Dollar Volume of Negative Equity Increased $7 Billion from Q3 to Q4 2014

Quarter-Over-Quarter Increase Due to Seasonality

Shu Chen    |    Property Valuation

According to the latest CoreLogic Equity Report, released today, the nationwide negative equity share increased from 10.4 percent in Q3 2014 to 10.8 percent in Q4 2014, and the number of underwater borrowers (or those in negative equity) increased from 5.2 million to 5.4 million. The total dollar amount of negative equity was up $7 billion from Q3 2014, totaling $348.8 billion in Q4 2014.

Quarter over quarter, 29 states exhibited increases in the negative equity share through Q4 2014. Figure 1 illustrates the 25 states with the largest percentage-point change in the negative equity share from the previous quarter. Illinois experienced the largest increase, up by 1.8 percentage points from Q3 2014 to Q4 2014, followed by Connecticut (+1.4 percent), New Jersey (+1.4 percent) and Ohio (+1.3 percent). Nevada had the largest decrease (-1.3 percent) from the previous quarter.
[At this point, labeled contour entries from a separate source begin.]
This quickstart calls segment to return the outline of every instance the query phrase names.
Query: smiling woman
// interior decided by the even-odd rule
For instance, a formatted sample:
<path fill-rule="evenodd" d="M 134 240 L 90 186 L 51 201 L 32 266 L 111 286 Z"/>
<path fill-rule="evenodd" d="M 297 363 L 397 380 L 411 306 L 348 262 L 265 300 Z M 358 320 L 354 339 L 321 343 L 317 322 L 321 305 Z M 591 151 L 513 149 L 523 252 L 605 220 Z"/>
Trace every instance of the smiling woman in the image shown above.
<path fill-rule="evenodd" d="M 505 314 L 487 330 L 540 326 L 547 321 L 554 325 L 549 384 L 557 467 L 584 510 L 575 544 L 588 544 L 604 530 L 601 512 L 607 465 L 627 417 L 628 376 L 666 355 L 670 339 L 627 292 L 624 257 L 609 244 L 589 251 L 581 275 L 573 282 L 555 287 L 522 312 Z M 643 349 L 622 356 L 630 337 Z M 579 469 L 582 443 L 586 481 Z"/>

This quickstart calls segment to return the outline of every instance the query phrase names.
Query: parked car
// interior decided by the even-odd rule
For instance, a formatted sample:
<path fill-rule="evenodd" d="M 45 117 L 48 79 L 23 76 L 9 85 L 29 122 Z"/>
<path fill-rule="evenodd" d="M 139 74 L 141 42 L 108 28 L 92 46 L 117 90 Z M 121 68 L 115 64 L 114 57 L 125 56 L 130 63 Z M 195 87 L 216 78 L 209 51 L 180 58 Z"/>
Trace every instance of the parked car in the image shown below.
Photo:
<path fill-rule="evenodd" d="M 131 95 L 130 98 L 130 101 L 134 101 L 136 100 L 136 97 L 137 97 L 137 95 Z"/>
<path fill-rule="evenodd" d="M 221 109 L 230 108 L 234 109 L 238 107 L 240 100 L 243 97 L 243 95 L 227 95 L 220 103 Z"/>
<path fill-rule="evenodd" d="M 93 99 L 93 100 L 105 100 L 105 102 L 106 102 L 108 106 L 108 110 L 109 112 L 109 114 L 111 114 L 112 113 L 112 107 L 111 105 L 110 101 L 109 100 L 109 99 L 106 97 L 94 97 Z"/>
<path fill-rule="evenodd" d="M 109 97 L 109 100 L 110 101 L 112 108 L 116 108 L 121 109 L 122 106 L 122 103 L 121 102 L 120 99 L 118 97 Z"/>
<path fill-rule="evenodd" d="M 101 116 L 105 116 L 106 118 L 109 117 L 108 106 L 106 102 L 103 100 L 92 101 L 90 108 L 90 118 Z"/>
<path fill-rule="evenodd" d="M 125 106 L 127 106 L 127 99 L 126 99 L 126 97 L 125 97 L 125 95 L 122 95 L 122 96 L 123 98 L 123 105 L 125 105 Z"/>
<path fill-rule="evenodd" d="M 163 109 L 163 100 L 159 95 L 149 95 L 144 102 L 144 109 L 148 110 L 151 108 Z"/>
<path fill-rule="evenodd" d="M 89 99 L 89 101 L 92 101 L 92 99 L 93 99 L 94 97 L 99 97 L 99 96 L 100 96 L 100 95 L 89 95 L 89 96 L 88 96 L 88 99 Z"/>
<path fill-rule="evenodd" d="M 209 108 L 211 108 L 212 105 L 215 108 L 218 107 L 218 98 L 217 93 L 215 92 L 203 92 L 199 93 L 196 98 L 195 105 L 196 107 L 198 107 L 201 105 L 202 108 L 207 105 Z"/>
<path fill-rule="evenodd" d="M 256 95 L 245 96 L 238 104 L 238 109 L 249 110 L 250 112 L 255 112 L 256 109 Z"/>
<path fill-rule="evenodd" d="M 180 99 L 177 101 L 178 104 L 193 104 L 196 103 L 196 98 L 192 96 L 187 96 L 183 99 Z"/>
10 CBAs With the Largest Dollar Volume of Negative Equity

10 CBAs With the Largest Dollar Volume of Negative Equity

Figure 2 shows the amount of negative equity for the 10 largest Core Based Statistical Areas (CBSAs) based on population with the largest dollar amount of negative equity. At the metro level, Chicago had the highest total of underwater dollars as of Q4 2014 at $17 billion, followed by New York at $16 billion and Los Angeles at $10 billion. Of the 10 CBSAs shown in Figure 2, seven have negative equity shares above the national share of 10.8 percent.
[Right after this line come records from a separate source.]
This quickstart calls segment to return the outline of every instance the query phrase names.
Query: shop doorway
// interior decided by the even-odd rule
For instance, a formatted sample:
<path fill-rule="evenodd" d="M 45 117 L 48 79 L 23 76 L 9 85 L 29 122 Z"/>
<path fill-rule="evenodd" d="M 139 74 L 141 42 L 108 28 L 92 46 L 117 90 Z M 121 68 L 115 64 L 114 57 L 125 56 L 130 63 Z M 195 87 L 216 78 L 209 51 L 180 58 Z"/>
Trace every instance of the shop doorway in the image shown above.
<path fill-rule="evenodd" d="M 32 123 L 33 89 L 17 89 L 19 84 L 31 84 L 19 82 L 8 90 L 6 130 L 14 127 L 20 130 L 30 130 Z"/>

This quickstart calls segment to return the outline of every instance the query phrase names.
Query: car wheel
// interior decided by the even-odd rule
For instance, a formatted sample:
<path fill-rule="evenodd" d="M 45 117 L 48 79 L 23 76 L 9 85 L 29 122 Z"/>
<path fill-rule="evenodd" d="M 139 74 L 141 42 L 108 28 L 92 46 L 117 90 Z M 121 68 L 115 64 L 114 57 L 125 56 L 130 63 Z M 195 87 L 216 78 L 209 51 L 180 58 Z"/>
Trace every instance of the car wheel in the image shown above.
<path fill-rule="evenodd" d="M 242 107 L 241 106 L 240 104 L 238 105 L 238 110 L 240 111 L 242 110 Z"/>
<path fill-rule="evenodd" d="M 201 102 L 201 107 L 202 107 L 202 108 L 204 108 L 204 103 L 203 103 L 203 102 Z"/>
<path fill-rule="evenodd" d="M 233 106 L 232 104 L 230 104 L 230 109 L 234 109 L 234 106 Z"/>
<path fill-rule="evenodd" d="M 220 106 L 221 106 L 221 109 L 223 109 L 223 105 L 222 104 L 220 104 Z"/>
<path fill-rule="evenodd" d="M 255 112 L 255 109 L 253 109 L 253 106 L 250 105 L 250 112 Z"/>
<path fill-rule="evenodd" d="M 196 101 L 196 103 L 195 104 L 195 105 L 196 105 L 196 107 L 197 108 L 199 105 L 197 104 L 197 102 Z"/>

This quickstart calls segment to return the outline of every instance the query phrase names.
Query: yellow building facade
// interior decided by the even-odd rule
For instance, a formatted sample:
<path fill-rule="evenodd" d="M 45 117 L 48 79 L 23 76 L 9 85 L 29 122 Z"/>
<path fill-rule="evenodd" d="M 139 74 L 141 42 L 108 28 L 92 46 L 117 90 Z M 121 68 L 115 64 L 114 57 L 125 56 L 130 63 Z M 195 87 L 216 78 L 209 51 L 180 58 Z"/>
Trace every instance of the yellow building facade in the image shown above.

Also according to the latest CoreLogic analysis, mortgage default rates1 fell slightly in Q4 2014. Nationally, homes with positive equity had a default rate of 0.5 percent and homes with negative equity had a default rate of 3.1 percent.

Negative equity shares show stark differences when broken out by price tiers. Trends suggests that there is a high concentration of negative equity mortgages in the low end of the housing market. Homes valued at less than $100,000, for example, had a negative equity share of 22 percent in Q4 2014, which is more than twice the national share of 10.8 percent. Homes valued between $100,000 and $200,000 had the second highest negative equity share of 13.6 percent. On the other end of the scale, homes valued at more than $200,000 had only a 6.4 percent negative equity share, but made up 56 percent of the negative equity dollars nationwide.
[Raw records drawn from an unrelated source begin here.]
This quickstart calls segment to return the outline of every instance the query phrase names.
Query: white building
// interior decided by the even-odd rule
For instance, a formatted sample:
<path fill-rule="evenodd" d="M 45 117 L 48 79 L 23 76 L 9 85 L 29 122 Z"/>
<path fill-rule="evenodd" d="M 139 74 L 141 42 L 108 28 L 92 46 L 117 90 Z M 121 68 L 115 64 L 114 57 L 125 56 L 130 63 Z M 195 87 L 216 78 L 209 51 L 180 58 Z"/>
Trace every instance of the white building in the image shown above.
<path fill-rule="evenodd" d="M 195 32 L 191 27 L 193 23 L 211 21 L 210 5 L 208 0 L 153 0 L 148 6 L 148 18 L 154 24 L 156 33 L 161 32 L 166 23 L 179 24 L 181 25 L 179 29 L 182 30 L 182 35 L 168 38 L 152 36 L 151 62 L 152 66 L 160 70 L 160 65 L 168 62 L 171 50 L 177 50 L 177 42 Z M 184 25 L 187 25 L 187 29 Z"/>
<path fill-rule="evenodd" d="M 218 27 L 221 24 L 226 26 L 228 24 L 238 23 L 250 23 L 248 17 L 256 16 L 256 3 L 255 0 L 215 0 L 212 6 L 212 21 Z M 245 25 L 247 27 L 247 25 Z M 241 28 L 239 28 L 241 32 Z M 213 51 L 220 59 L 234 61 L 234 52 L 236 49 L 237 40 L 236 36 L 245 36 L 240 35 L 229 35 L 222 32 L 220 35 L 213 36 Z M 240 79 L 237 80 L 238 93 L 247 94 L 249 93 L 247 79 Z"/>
Quarter over quarter, the number of properties that were owner-occupied and had less than 20-percent equity, thus considered under-equitied, increased by 4.1 percent, or 345,239 homes, to the current level of 8.7 million properties in Q4 2014. Under-equitied non owner-occupied properties, similarly, increased by 3.6 percent, or 45,501 homes, quarter over quarter to the Q4 2014 level of 1.3 million homes.

[1] Default rates are calculated by dividing the number of properties in a group for which a Notice of Default (NOD) has been issued by the total number of properties in the specific cohort group. The result is the default rate for the cohort.